Jeden z zarzutów odnosi się do wywiadu, jakiego Marta Lempart udzieliła w Radiu ZET. Śledczy uznali, że pochwalała tam ataki na kościoły, niszczenie fasad budynków i przeszkadzanie w odprawianiu mszy. Zdaniem śledczych wręcz do takich czynności nawoływała.
Prokuratura Okręgowa w Warszawie przedstawiła dziś Marcie L. zarzuty popełnienia przestępstwa znieważenia funkcjonariuszy Policji poprzez wykonanie gestu splunięcia oraz kierowanie wobec nich słów wulgarnych, tj. czynu z art. 226 par. 1 Kodeksu karnego, a także sprowadzenia niebezpieczeństwa dla życia i zdrowia wielu osób poprzez spowodowanie zagrożenia epidemiologicznego, tj. czynu z art. 165 par. 1 pkt 1 kk.

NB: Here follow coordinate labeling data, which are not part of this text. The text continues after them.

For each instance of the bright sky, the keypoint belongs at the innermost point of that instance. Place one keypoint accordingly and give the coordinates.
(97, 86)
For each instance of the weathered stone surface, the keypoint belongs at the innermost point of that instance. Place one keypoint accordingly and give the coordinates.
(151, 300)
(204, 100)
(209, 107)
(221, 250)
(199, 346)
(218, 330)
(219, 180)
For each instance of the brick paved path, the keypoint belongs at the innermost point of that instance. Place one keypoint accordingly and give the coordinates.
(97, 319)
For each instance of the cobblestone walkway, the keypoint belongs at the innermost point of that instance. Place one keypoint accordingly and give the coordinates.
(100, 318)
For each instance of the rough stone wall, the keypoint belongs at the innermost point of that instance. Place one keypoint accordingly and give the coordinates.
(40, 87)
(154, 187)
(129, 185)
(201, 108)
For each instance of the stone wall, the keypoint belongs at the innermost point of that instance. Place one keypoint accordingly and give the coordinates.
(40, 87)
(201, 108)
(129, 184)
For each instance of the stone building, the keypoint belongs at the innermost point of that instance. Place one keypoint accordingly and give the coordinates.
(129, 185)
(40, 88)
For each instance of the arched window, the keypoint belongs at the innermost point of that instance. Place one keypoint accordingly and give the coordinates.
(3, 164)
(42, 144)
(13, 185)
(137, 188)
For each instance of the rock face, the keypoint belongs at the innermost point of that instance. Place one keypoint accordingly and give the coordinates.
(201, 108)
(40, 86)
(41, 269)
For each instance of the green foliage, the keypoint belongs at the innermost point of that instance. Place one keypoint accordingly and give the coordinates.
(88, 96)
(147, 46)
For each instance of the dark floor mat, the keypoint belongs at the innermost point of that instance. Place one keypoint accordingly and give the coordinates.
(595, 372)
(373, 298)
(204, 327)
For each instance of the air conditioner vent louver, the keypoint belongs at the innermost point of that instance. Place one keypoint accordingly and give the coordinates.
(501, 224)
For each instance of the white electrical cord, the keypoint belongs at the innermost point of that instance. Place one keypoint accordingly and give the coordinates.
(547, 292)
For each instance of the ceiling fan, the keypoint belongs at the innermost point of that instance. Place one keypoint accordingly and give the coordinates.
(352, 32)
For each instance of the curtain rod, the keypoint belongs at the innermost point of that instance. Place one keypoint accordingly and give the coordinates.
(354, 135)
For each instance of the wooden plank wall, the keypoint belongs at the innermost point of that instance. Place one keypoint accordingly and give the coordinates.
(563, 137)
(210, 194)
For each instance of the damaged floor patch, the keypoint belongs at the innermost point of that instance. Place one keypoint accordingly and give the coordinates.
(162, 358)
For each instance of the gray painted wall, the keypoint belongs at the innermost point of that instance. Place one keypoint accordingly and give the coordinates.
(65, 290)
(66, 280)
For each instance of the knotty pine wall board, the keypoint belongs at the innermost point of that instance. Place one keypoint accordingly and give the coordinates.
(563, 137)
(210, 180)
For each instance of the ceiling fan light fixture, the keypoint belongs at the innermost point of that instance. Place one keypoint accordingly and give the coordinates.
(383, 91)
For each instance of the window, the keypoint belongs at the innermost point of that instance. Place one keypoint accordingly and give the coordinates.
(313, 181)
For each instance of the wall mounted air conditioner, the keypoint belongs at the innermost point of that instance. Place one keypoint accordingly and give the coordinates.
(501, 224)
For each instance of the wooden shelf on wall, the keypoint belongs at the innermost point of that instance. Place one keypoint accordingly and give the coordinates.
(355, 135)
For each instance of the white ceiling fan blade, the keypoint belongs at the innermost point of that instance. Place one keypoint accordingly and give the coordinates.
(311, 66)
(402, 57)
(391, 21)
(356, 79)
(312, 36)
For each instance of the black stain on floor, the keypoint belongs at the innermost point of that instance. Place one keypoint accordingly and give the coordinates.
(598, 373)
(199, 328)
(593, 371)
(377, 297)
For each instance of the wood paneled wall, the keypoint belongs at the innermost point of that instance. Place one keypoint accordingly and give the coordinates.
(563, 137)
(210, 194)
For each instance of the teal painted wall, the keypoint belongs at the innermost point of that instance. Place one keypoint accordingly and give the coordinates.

- przekazała PAP prokurator Skrzyniarz. Wśród dowodów w sprawie są między innymi nagrania z przebiegu manifestacji oraz zeznania pokrzywdzonych funkcjonariuszy policji.
Marta Lempart nie przyznała się do stawianych jej zarzutów i odmówiła składania wyjaśnień. Grozi jej do 8 lat pozbawienia wolności.